CN118069430A

CN118069430A - Automatic recovery method for distributed database data

Info

Publication number: CN118069430A
Application number: CN202410458526.8A
Authority: CN
Inventors: 阳远健
Original assignee: Tianjin Nankai University General Data Technologies Co ltd
Current assignee: Tianjin Nankai University General Data Technologies Co ltd
Priority date: 2024-04-17
Filing date: 2024-04-17
Publication date: 2024-05-24

Abstract

The invention provides a distributed database data automatic recovery method, a database system continuously monitors the node process state, when the data is damaged due to node faults, the database automatically recovers the data through the data automatic recovery method, and the data automatic recovery method comprises triggering automatic recovery service, inquiring table operation, table structure recovery, table data recovery, table structure and data recovery. The invention has the beneficial effects that: the method realizes the imperceptible data recovery, automatically repairs the data loss caused by the downtime of the node process, and ensures the high availability of the system.

Description

Automatic recovery method for distributed database data

Technical Field

The invention belongs to the technical field of databases, and particularly relates to an automatic recovery method for distributed database data.

Background

In distributed database systems, lost data is a common problem that may occur due to data write failures caused by node process failures, network failures, or other causes. To address this problem, existing methods and instrumentalities mainly include logging the redox log of DDL and DML operations, serializing DDL and DML operations, and data backup and restore mechanisms. First, a distributed database system will typically record the redox logs of DDL and DML operations. When a node process failure occurs, the system may recover the data by replaying operations in the redox log to maintain consistency and integrity of the data. In addition, for DDL operations, the system may also record a redox log of DDL statements and re-execute the DDL statements after a node failure to synchronize changes in the table structure. Second, some systems record and recover data in a manner that serializes DDL and DML operations. By serializing and recording the operations into the log file, the system can perform data recovery operations by parsing the log file after node failure, ensuring consistency and integrity of the data. In addition, some distributed database systems may implement data backup and restore mechanisms in order to further increase the reliability of the system. By periodically backing up data and storing the backup data on the backup node, the system can recover data from the backup node when a node failure occurs, thereby ensuring the integrity of the data. However, existing methods and approaches also suffer from some limitations and disadvantages. For example, a recovery mechanism based on a redox log may face problems of excessive log and long recovery time; the manner in which DDL and DML operations are serialized can impact system performance and can present performance bottlenecks in the log parsing process. In addition, data recovery operations based on backup and recovery mechanisms may face challenges of data synchronization delay and high cost.

Disclosure of Invention

In view of the above, the present invention aims to provide a distributed database data automatic recovery method, so as to realize non-perceived data recovery, automatically repair data loss caused by downtime of a node process, and ensure high availability of the system.

In order to achieve the above purpose, the technical scheme of the invention is realized as follows:

An automatic recovery method for distributed database data.

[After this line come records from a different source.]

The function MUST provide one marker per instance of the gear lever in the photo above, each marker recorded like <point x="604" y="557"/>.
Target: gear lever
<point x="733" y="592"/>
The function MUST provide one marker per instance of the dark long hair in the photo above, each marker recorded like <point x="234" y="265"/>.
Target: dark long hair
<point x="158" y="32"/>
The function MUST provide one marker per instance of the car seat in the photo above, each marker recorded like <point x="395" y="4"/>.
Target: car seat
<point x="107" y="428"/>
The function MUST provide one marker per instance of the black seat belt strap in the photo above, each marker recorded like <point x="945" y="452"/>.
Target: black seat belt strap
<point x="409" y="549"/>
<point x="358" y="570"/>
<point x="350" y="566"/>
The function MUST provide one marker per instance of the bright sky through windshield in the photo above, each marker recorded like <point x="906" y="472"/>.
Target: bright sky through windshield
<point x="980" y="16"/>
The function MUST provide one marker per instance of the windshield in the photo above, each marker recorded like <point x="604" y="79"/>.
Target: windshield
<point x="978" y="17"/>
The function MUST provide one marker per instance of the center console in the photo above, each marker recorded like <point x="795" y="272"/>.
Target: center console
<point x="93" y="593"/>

Further, the database system continuously monitors the process state of the node, and when the data is damaged due to the node failure, the database automatically restores the data by a data automatic restoration method, and the data automatic restoration method comprises the following steps:

t1, triggering an automatic recovery service: if the node process is checked to be faulty when the user operates the database, starting the automatic recovery service to transfer to T2;

t2, look-up table operation: checking the operation of a user on a database table, if the operation of the table structure is turned to T3, if the operation of the table data is turned to T4, and if the operation of the table structure and the data is included, turning to T5;

t3, table structure recovery: the system finishes the automatic data recovery flow after the original table structure is flattened according to the recorded structure of the serial ddl event log recovery table;

T4, table data recovery: the system finishes the automatic data recovery flow after synchronously aligning the original table data according to the recorded dml data loss event recovery table data;

t5, table structure and data recovery: and after the system sequentially executes T3 and T4, ending the automatic data recovery flow.

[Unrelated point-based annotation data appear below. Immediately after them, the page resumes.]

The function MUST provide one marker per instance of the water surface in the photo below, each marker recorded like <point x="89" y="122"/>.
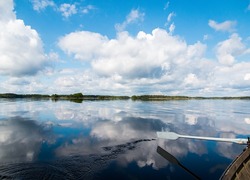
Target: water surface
<point x="117" y="139"/>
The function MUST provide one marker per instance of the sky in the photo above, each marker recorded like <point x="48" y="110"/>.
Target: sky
<point x="125" y="47"/>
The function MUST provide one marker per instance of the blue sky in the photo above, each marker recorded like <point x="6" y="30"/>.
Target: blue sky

Further, the T3 table structure recovery includes the following sub-steps:

S1, when a user issues an ddl statement to a database table, a database system distributes ddl operation to each data node;

s2, when a certain data node process in the database fails, the database system records the ddl event log of the data node, and stores the ddl event log into a ddl_ fevent _log file after serializing and compressing the ddl event log;

S3, after the data node fault is repaired in S2, the system decompresses and de-sequences the ddl event logs recorded in the ddl_ fevent _log file in S2, then performs ddl redo on the fault data node, and completes table structure recovery.

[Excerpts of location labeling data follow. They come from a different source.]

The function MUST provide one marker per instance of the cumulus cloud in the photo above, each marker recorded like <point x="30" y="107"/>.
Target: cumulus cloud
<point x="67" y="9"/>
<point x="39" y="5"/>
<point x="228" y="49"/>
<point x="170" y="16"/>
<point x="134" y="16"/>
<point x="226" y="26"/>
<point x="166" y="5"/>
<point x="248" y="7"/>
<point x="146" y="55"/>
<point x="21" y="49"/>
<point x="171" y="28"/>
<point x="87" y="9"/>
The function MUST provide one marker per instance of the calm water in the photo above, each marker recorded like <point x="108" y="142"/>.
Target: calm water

Further, the ddl event log is serialized in a format of head+content, wherein the head comprises a serialization mark, redolog marks and version numbers, and the content comprises Lockinfo, dbtablename, nodeinfo, statement; wherein Lockinf is that lock related information contains lock id and lock character string information, dbtablename is database table name information, nodeinfo is that node information contains ip address information of a node, and statement is ddl_sql statement to be executed.

Further, the T4 table data recovery includes the steps of:

A1, when a user issues dml sentences to a database table, a database system distributes dml operations to associated data nodes;

A2, when a certain data node process in the database fails, the database system records dml data loss events of a corresponding table of the failed data node, and stores the dml data loss events into a dml_ fevent _log;

A3, after the data node in the A2 is repaired, the system acquires backup data from other normally operated associated data nodes according to dml data loss events in the dml_ fevent _log in the A2;

And A4, performing synchronous writing operation of the data block on the fault data node by using the backup data to finish table data recovery.

Further, the dml_ fevent _log content includes tableinfo, noddeinfo, datainfo, where tableinfo is a table name of the lost data, noddeinfo a node ip of the lost data and backup data nodes ip, datainfo are information of the lost data block.

Further, in the T2, the scenario of the table structure operation includes creating a table, modifying a table, deleting a table, creating an index, modifying an index, deleting an index, and the scenario of the table data operation includes data insertion, data update, data deletion, and data query.

Further, in the step A4, the data block is a difference database, and the synchronous write operation rewrites the difference data into the failed data node, so as to improve the data recovery speed.

Further, the electronic device comprises a processor and a memory which is in communication connection with the processor and is used for storing executable instructions of the processor, wherein the processor is used for realizing the automatic recovery method of the distributed database data when the processor is executed.

Further, a server comprising at least one processor and a memory communicatively coupled to the processor, the memory storing instructions executable by the at least one processor, the instructions executable by the processor to cause the at least one processor to perform the method of automatically recovering distributed database data.

Further, a computer readable storage medium stores a computer program which when executed by a processor implements the method for automatically recovering distributed database data.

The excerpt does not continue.